Embora este seja o (des)governo, que pior tem tratado a Cultura em geral, e o cinema em particular desde o 25 de abril, os acasos da distribuição cinematográfica permitem-nos ter ao mesmo tempo nos ecrãs nacionais os mais recentes filmes de João Botelho e de Sérgio Tréfaut.
Sobre o primeiro ficou ontem registado neste blogue o meu entusiasmo. Sobre o filme de Sérgio Tréfaut o entusiasmo não é menor, porquanto ele reflete maravilhosamente a riqueza do cante alentejano e das idiossincrasias ligadas ao povo que o criou.
Naturalmente que não consigo ser objetivo nesta opinião: cá em casa, desde que tivemos a oportunidade de conhecer o Sérginho, quando ele era ainda um adolescente acabado de chegar ao Portugal de Abril, a consideração pelo seu talento e entusiasmo só se foi consolidando à medida, que lhe íamos conhecendo as sucessivas obras.
Também o ligamos, desde sempre, à personalidade ímpar do tio, esse Urbano Tavares Rodrigues, que sempre nos motivou uma enorme admiração não só pelo seu talento de escritor, mas também pela generosidade de que sempre deu mostras para quem teve a oportunidade de o conhecer pessoalmente.
É claro que a empatia do realizador com o Alentejo torna-se perfeitamente natural pelo facto de ser esse o espaço natal desse tio e do pai, Miguel, e que dele nunca se terão desviado sentimentalmente por muito que o futuro os tivesse sedentarizado em Lisboa ou noutras grandes cidades latino-americanas ou europeias.
E há ainda a memória íntima de um passado distante, quando ainda criança vivia em frente à igreja do Monte da Caparica - então centro da aldeia para onde estavam a convergir mutos alentejanos dispostos a procurarem emprego na grande Lisboa - e numa taberna diante das janelas dessa casa, esse tipo de canto começava a desfiar-se ao fim do dia e ia avançando pela calada da noite.
São, pois, muitas as razões subjetivas para mais do que gostar do filme de Sérgio Tréfaut. Mas esse juízo de absoluta rendição manter-se-ia mesmo que elas não existissem.

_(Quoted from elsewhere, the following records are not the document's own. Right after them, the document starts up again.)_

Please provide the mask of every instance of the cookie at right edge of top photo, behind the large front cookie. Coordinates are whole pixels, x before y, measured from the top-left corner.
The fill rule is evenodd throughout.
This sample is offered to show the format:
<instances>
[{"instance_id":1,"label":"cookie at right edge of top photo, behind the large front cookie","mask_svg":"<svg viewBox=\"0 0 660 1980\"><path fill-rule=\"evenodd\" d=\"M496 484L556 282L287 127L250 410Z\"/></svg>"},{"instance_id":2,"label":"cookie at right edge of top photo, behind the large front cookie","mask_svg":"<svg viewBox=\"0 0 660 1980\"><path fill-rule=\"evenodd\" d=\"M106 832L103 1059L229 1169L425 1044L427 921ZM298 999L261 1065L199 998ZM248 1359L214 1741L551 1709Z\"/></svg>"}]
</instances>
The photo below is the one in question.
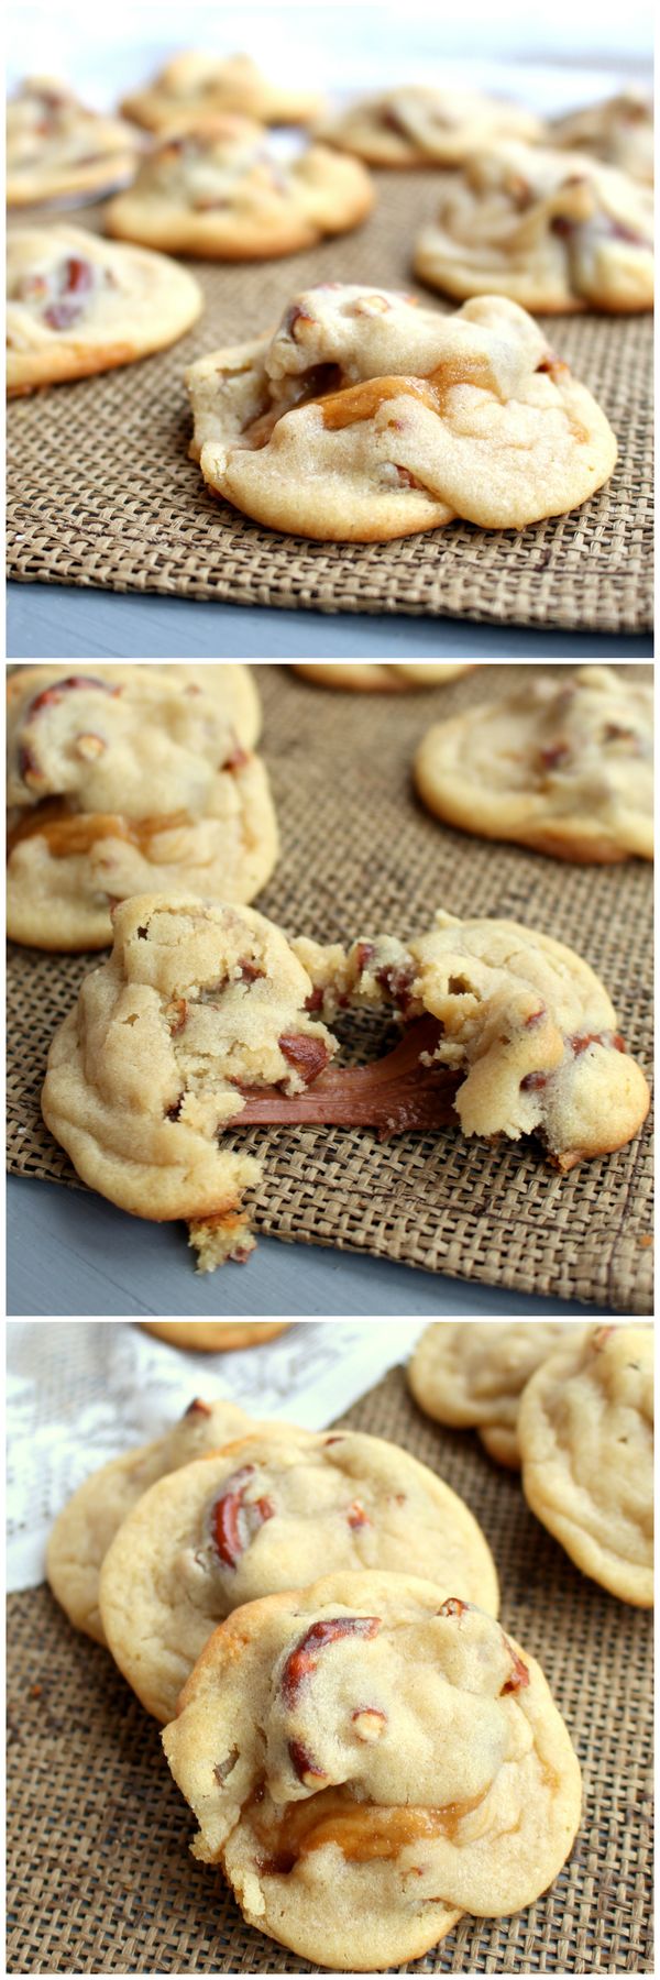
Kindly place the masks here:
<instances>
[{"instance_id":1,"label":"cookie at right edge of top photo, behind the large front cookie","mask_svg":"<svg viewBox=\"0 0 660 1980\"><path fill-rule=\"evenodd\" d=\"M567 315L654 305L652 194L583 152L495 145L442 188L414 248L432 289Z\"/></svg>"}]
</instances>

É que a beleza de tal canto coletivo espelha a essência de um povo sofrido, a quem o fascismo tanto causticou e que nele encontrou forma de catarse e de revolta. E a câmara fixa-se nos rostos, ouve-lhes as palavras e as canções, mas também se atarda na beleza da paisagem feita de uma paleta de cores e de tons sem fim e de linhas curvas donde se recortam as azinheiras, os sobreiros e as searas.
É, pois, um filme para ver mais do que uma vez. Porque, além do propósito utilitário de registar uma cultura em riscos de desaparecimento, consegue abrir campo à esperança dos que pela sua juventude já estão distanciados das origens geradoras desse lamento cantado, e se mostram decididos a pegar no testemunho não o deixando morrer!